Dive Brief:
- The demand for personalized learning in schools is high and district leaders are turning to government subsidies and low-cost digital resources to prepare their classrooms for the realities of the digital age.
- eSchool News reports administrators and tech directors convened in Dallas for a panel hosted by IT products vendor PCMG, and they said the federal E-Rate program has helped their districts buy additional bandwidth and Wi-Fi equipment while the FCC’s Lifeline program should help them get internet access to students who don’t have it at home.

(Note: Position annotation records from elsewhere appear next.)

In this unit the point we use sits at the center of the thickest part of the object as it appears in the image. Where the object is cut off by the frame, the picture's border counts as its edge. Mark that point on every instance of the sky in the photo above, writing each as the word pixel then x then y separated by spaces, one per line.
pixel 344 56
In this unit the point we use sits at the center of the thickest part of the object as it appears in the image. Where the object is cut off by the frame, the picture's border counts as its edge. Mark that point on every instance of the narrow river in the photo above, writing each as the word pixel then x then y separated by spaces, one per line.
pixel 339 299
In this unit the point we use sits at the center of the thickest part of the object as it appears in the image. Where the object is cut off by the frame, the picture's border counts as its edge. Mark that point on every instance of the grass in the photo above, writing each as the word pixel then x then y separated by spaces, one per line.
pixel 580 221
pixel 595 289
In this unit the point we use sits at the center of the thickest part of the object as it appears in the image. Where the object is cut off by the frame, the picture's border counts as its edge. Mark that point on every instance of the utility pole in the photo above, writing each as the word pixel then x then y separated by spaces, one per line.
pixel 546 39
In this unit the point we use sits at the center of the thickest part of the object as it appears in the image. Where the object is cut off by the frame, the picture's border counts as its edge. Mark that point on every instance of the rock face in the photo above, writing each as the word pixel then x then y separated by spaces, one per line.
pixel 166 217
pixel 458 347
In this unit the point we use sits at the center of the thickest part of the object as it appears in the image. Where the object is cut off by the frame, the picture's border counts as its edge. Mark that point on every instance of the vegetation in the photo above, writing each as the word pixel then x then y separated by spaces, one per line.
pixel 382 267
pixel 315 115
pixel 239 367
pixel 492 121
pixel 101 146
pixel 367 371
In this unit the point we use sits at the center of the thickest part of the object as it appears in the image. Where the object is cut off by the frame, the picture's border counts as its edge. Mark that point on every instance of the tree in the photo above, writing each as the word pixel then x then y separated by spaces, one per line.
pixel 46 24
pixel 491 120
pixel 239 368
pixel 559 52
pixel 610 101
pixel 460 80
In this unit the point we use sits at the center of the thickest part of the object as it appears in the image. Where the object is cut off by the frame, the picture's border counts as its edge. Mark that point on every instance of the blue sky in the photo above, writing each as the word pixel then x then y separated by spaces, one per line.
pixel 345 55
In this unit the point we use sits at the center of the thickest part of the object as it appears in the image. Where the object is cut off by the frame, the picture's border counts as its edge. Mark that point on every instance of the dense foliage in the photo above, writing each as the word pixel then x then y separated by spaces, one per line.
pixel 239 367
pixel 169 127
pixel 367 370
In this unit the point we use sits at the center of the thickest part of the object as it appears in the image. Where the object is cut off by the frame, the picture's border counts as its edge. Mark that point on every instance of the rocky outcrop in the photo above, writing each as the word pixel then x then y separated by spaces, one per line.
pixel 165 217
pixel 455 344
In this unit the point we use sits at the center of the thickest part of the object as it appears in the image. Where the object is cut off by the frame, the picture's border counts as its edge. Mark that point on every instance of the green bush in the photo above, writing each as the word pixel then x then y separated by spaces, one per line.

- Open educational resources create opportunities for cheaper classroom materials, but they demand a lot of effort to overcome data formatting differences, and monitoring quality takes time.
Dive Insight:
School districts cannot push ahead with curricular initiatives without considering the infrastructure needs that will support them. This is why collaboration between IT and curriculum and instruction departments is so critical. If both teams work toward shared goals together, students and teachers will see the benefits.
Starting small and growing from there is also a key strategy for successful tech initiatives. Many schools start with pilots, which gives the IT department time to ensure infrastructure needs are fully met and also gives teachers time to learn new technology and incorporate it into instruction. The early adopter teachers can lead the pilot while those who would have taken longer to adapt have that time built into a gradual rollout.